“The government should be credited for the latest economic stimulus package as it would at least shore up growth this year,” said Charl Kengchon, executive chairman at Kasikorn Research Centre.
His comment comes as the Cabinet on Tuesday approved economic packages targeting farmers, villagers, homebuyers and property developers. Finance Ministry estimated the package would inject about Bt144 billion into the economy with Bt80 billion in the next 3-4 months.
The government expected the package to shore up economic growth to 2.6 per cent this year, after a mere 2.4 per cent in the third quarter.
Charl, said economic impact of the latest package would not be significant this year as there is only a few week left. Government spending has been constrained, pending the passage of the fiscal 2020 budget by parliament early next year. The government would start public investments, if the proposed budget is approved, he said.
Economic outlook remain bleak as major economies such as US, China, Japan would continue to face growth deceleration next year,according to projection by the International Monetary Fund, he said.
For Thailand, economic growth would be at 2.5 per cent this year and 2.7 per cent next year, he said.

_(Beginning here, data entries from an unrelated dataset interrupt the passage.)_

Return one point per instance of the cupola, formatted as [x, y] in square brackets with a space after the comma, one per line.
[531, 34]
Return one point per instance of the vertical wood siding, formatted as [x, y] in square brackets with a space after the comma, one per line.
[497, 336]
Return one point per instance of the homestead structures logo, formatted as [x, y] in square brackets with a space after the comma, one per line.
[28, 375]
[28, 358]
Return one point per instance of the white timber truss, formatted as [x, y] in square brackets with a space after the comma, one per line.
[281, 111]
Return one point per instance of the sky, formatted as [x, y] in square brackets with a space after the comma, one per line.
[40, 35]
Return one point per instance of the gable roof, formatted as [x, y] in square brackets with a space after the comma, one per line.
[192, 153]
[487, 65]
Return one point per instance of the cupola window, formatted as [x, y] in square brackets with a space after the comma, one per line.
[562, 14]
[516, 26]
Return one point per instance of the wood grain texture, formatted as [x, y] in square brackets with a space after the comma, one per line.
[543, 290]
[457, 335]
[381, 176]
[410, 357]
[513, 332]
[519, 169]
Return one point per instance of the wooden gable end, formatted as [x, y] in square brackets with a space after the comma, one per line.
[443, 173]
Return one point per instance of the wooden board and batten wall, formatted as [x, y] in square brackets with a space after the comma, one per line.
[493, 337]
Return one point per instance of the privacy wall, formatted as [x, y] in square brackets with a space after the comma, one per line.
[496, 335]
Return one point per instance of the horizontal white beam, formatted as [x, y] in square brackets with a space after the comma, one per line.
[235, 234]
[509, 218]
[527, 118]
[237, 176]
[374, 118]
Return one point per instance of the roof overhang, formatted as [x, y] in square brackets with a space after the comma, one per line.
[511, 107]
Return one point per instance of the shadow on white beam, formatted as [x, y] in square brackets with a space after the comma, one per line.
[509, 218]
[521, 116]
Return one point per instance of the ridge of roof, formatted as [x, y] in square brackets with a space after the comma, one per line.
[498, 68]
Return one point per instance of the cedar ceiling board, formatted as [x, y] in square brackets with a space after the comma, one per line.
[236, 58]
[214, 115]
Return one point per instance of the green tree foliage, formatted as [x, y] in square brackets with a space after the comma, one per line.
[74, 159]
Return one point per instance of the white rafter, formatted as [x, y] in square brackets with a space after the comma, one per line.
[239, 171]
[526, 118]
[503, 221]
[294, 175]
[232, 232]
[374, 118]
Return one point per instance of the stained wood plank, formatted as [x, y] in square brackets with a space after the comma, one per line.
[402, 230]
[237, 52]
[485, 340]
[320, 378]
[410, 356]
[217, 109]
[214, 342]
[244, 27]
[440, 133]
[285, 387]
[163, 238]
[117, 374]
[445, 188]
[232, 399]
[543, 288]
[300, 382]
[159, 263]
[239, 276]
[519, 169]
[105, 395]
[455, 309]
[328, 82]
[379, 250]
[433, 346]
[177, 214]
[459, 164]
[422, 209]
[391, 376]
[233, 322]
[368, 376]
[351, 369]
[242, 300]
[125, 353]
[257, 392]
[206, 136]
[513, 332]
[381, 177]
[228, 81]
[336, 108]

The Thai economy largely depend on exports, and we need to monitor world trade and impact from the US-China trade conflicts, he said.Thai exports contracted 4.5 per cent in October.
If the two countries could reach a trade deal this year as expected, it would still take sometime before the global economy returns to normal, he said, adding that Thai exports next year might recover to a certain extent.
Somprawin Manprasert, executive vice president and head of research at Krungsri Bank said that it was not sure yet how the latest stimulus package would help small and medium-sized enterprises hard hit by falling exports.
He forecast exports to contract by 2.5 per cent this year and may grow 1.5 per cent next year.
“Global economy may be better than the Thai economy next year,” he said.
“Central banks in major economies have implemented monetary easing measures to stabilise their economies, but they may not be strong enough to pull our economy out of a slowdown,” he said.
Krungsri forcast Thai GDP growth at 2.4 per cent this year and 2.5 per cent in 2020. The growth rate is lower than the full potential of 3.5-3.8 per cent, Somprawin added. Public spending on infrastructure projects may start to enter the economy in the second half of next year but it would take time to gather momentum. Currently private investment remains at a low level and consumption flat, he said.
Public investment and private investment grew 3.7 per cent and 2.4 per cent respectively in the third quarter, according to the National Economic and Social Development Council.
The government may need to offer tax incentives for the middle income group to spend more, he added.
Meanwhile, Lavaron Sangsnit, director general of the Fiscal Policy Office, is more optimistic, saying that the latest package would inject about Bt144 billion into economy. For example the cash back offer of Bt50,000 for 100,000 potential home buyers would help to clear up the inventory of about 270,000-280,000 residential units. Property developers could start investing again, he said.
Previous measures such as cash handouts via welfare card scheme, income guarantee for farmers and local tourism stimulating package have somewhat failed to spur private consumption, he said, referring to the 4.2 per cent growth in private consumption in the third quarter.